Once the Jenkins job gets executed, it sends the build URL and updated deployment log to the database for visibility over the front end.

Configuring AWS Resources

We used the following AWS resources for Sandbox deployment:

Amazon ECS

Amazon ECS is a fast and highly scalable container management service that can be used to run, stop, and manage containers on a cluster. We use it for application deployment and scaling.

ECR

It is the storage of docker images on AWS. ECS pulls images from ECR to deploy.

ALB (Application Load Balancer)

We use the application load balancer to distribute incoming traffic among EC2 instances.

Security Group

This is used to control incoming and outgoing traffic for our EC2 instances.

DNS & Load Balancers

The Domain Name System (DNS) turns domain names into IP addresses, which browsers use to load internet pages.

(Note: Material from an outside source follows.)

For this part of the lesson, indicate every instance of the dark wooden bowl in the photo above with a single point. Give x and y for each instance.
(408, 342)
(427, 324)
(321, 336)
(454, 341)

Load Balancer acts as a reverse proxy and distributes the incoming traffic across multiple targets, such as EC2 instances, containers, and IP addresses.

We have a specific domain name convention that we have optimized for our use case:

https://<sandbox-name>.<service-name>.shipsy.io

We have also created a wildcard subdomain in AWS Route 53, where our DNS zone is present:

*.demoprojectxsandbox2.shipsy.io

This DNS record is mapped to its corresponding application load balancer DNS name. Then the load balancers forward the request to AWS Target Group using HTTP/HTTPS listener rules.

HTTP/HTTPS listener rules examples:

Screenshot 2022-09-02 at 11.58.40 AM.png

Next, we use the Target Group to route requests to one or more registered targets, in our case EC2 instances. This Target Group has all the information such as the IP address of the EC2 instance, port, health check status, etc.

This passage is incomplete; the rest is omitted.